Entonces hice la novela al pie de un árbol, a mano y en un cuaderno de
contabilidad.
No me fue difícil hilar el argumento, pero a medio escribir sentí que
ya estaba sano y entonces le dije a Mario Argandoña que hiciera algo
para prolongarme la enfermedad, por lo menos hasta que terminara la
novela. En el último tramo me visitó un yatiri, por consejo de doña
Celima Rosas y de don Raúl Escóbar, mis suegros. Era el Tata
Barrientos, un personaje legendario a quien de niño lo había cogido el
rayo, provocándole deformaciones en las piernas, que eran chuecas como
las de un macho cabrío, y tumores en las manos. De uno de ellos
sobresalía la falange de su dedo meñique.
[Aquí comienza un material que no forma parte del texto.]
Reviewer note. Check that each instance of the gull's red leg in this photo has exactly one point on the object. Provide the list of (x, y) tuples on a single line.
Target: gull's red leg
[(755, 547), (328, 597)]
El Tata veló por mí una noche entera junto a mi esposa. De tanto en
tanto ingresaba al dormitorio y soplaba una densa humareda de una teja
que le servía de brasero, y luego oraba por mí. Yo decía que si
alguien ora por ti toda la noche por unos cuantos centavos,
seguramente te está haciendo un bien.
Al amanecer, el Tata ordenó que yo permaneciera encerrado durante
veinticuatro horas en mi dormitorio sin que nadie me viera, y que la
comida me la pasaran por una rendija, y que sólo mi esposa cumpliera
ese servicio. A ella le pedí mi máquina de escribir, papel en
abundancia y carbónicos, y toda esa jornada me la pasé copiando la
novela en tres ejemplares, porque al día siguiente se vencía el plazo
para presentarla al Concurso Erich Guttentag.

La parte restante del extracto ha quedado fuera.